As $\R_{\ge 0}$ has the Continuum Property, it follows that $\left\{{a_t: t \in T}\right\}$ has a supremum $B$.

We have that $\dfrac {7 B} 8 < B$.

Thus $\dfrac {7 B} 8$ is not an upper bound of $\left\{{a_t: t \in T}\right\}$.
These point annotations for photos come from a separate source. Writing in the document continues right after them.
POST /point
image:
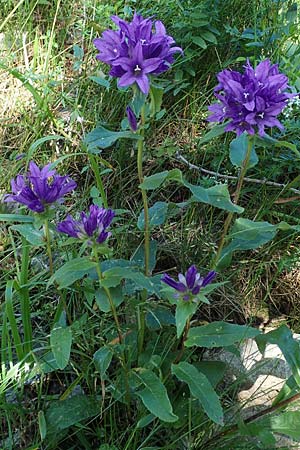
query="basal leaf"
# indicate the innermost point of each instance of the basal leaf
(154, 395)
(200, 388)
(72, 271)
(61, 341)
(219, 334)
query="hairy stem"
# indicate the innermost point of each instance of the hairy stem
(48, 244)
(236, 199)
(99, 182)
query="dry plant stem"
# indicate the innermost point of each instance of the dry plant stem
(256, 416)
(48, 243)
(108, 294)
(231, 177)
(236, 199)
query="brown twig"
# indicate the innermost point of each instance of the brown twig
(264, 181)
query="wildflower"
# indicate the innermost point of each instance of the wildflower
(131, 118)
(91, 227)
(39, 188)
(251, 100)
(189, 285)
(135, 51)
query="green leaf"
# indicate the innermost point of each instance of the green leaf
(102, 359)
(72, 271)
(100, 138)
(16, 218)
(154, 395)
(139, 256)
(42, 425)
(33, 236)
(216, 131)
(247, 234)
(238, 150)
(63, 414)
(156, 95)
(61, 341)
(200, 388)
(184, 311)
(102, 300)
(157, 215)
(217, 196)
(290, 347)
(156, 180)
(101, 81)
(157, 318)
(219, 334)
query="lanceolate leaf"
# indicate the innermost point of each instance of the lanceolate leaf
(61, 341)
(72, 271)
(184, 311)
(154, 395)
(101, 138)
(200, 388)
(219, 334)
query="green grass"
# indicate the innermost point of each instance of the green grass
(50, 92)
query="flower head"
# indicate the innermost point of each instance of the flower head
(131, 119)
(251, 100)
(136, 50)
(39, 188)
(189, 285)
(92, 227)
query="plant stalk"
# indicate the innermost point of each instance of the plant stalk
(24, 297)
(48, 244)
(98, 177)
(236, 199)
(108, 294)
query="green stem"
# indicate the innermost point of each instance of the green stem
(24, 297)
(99, 182)
(144, 193)
(141, 313)
(108, 294)
(48, 244)
(236, 199)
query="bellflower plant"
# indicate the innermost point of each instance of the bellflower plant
(40, 188)
(91, 227)
(136, 50)
(189, 285)
(251, 100)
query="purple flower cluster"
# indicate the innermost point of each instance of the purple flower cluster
(189, 284)
(251, 100)
(39, 188)
(90, 227)
(134, 51)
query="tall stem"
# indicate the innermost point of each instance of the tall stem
(108, 294)
(24, 297)
(99, 182)
(236, 199)
(144, 193)
(48, 244)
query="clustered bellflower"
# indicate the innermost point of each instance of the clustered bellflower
(251, 100)
(189, 285)
(91, 227)
(40, 188)
(136, 50)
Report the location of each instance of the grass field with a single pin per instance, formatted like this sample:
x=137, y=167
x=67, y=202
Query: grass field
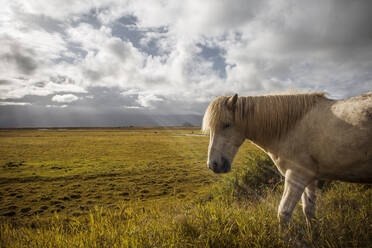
x=148, y=187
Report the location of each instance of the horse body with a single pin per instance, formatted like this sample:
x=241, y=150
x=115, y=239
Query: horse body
x=332, y=141
x=308, y=136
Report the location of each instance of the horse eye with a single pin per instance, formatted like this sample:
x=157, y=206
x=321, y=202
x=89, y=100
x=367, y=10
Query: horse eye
x=226, y=125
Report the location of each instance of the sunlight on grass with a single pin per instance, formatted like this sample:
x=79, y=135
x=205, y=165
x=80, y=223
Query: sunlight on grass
x=151, y=188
Therefore there exists $m \in T$ such that:

- $a_m > \dfrac {7B} 8$

Then there is $n \in T$ such that $n < m$.

Let $n = m - p$.

Then:

\(\displaystyle a_n\) | \(=\) | \(\displaystyle \dfrac A {2^n}\) | |||||||||||

\(\displaystyle \) | \(=\) | \(\displaystyle \dfrac A {2^{m - p} }\) | |||||||||||

\(\displaystyle \) | \(=\) | \(\displaystyle \dfrac {A \cdot 2^p} {2^m}\) | |||||||||||

\(\displaystyle \) | \(\ge\) | \(\displaystyle \dfrac {A \cdot 2} {2^m}\) | |||||||||||

\(\displaystyle \) | \(=\) | \(\displaystyle 2 \cdot a_m\) | |||||||||||

\(\displaystyle \) | \(>\) | \(\displaystyle 2 \cdot \dfrac {7B} 8\) | |||||||||||

\(\displaystyle \) | \(=\) | \(\displaystyle \dfrac {7B} 4\) | |||||||||||

\(\displaystyle \) | \(>\) | \(\displaystyle B\) |

Therefore $a_n > B$.

This contradicts the supposition that $B$ is the supremum of $\left\{{a_t: t \in T}\right\}$

Thus our initial supposition that $T \subseteq \N$ has no smallest element was false.

As $T$ is arbitrary, it follows that each $T \subseteq \N$ has a smallest element.

Thus the Well-Ordering Principle holds for $\N$, as was to be proved.

$\blacksquare$